8800GTX and only 150 Particles before lagging? Help. =)

Started by
16 comments, last by Kurt-olsson 11 years, 5 months ago
My method of rendering particle system is.

Have a list of particles with
position
velocity.

Loop list and create two triangles for each particle in a vertex buffer. (in this stage the created triangles are in right position with right rotation)
copy vertexBuffer every frame.

This gives me sooooooo pooor performance.
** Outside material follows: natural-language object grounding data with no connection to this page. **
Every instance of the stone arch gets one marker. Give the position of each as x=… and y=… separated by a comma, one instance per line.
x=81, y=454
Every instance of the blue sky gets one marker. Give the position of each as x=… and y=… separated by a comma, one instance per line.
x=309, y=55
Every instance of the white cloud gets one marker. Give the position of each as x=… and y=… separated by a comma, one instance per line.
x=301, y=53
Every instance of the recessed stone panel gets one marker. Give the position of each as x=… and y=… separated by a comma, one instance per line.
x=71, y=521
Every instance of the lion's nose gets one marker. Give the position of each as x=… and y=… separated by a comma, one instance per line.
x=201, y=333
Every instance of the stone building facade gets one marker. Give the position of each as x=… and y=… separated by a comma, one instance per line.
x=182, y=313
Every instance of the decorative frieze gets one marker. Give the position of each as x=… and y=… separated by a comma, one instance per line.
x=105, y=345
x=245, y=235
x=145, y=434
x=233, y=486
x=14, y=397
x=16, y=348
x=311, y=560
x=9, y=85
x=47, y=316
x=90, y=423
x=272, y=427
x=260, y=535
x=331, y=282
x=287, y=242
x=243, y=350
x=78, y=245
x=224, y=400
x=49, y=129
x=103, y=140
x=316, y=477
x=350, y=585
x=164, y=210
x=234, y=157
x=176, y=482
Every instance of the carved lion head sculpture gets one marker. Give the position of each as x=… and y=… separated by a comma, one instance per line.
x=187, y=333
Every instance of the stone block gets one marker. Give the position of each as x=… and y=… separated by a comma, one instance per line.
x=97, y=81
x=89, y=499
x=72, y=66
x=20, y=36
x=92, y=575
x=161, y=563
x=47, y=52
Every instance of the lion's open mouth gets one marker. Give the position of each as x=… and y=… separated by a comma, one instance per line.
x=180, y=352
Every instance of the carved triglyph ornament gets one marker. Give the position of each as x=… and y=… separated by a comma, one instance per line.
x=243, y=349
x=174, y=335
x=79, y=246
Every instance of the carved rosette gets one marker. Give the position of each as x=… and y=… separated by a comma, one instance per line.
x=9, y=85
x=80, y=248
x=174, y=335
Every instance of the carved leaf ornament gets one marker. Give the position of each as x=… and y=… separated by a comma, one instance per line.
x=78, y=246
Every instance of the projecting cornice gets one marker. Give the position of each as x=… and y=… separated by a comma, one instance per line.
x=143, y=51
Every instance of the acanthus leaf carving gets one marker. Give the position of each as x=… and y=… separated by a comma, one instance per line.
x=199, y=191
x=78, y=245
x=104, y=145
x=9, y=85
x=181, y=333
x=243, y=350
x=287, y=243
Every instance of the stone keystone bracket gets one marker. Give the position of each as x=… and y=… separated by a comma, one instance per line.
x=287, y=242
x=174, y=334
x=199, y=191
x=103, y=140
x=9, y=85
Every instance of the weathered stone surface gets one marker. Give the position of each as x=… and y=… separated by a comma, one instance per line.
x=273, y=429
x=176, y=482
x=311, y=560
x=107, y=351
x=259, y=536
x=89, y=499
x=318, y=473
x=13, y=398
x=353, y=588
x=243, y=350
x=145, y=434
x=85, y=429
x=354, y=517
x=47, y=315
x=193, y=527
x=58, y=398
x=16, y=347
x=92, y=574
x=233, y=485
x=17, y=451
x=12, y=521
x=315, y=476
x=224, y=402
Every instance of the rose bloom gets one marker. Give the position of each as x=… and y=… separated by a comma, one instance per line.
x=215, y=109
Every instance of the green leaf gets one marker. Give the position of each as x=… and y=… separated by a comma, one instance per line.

I have an 8800GTX card and can only render 150 Particles... come on ... 150 particles before it start lagging. Must be somethign big problem with my code.

Here is my Particle class, it is Simple and i have tried to comment every function.
Please let me know if you see something bad.

Another thing is how come the movement is "slow" when particles are visible, i count everything with DeltaTime so shouldent it lag, but the movement/velocity of my player the same even if there is too much drawn on scene?

Here is my Particle class.

[source lang="cpp"]#pragma once
#include <d3d11.h>
#include <d3dx11.h>
#include <d3dx10.h>
#include <vector>

class Particle {
public:
D3DXVECTOR3 position;
D3DXVECTOR3 velocity;
float time;
};

class ParticleSystem
{
private:
struct VERTEX {FLOAT X, Y, Z; D3DXVECTOR3 Normal; FLOAT U, V; D3DXCOLOR Color;};

D3D11_MAPPED_SUBRESOURCE ms;
ID3D11Buffer *m_vertexBuffer, *m_indexBuffer;
int m_vertexCount;
int m_indexCount;
int number_of_particles;
VERTEX* model_vertices;
DWORD* model_indicies;
std::vector<Particle> lstParticles;
int CurrentParticle;

public:

//This is just run onced to create all particles.
void AddParticles() {

float width = 1.0f;
float height = 1.0f;

for (int i = 0; i < 1150;i++) {

/*float rx = (float)rand()/((float)RAND_MAX/0.01f);
float ry = (float)rand()/((float)RAND_MAX/0.001f);
float rz = (float)rand()/((float)RAND_MAX/0.01f);*/
Particle p;
p.position = D3DXVECTOR3(0,0,0);
p.velocity = D3DXVECTOR3(0,0,0);
lstParticles.push_back(p);
}
}


//Set new position and new Velocity.
void Reset(D3DXVECTOR3 start, D3DXVECTOR3 velocity) {

lstParticles[CurrentParticle].position = start;
lstParticles[CurrentParticle].velocity = velocity;
CurrentParticle++;
if (CurrentParticle>=lstParticles.size())
CurrentParticle=0;

}

//This is run every Frame, here is where i set the position and create
//two triangles from a certain position of a particel.
//this makes it easy to just maintain a list of particles with one position instead of 6.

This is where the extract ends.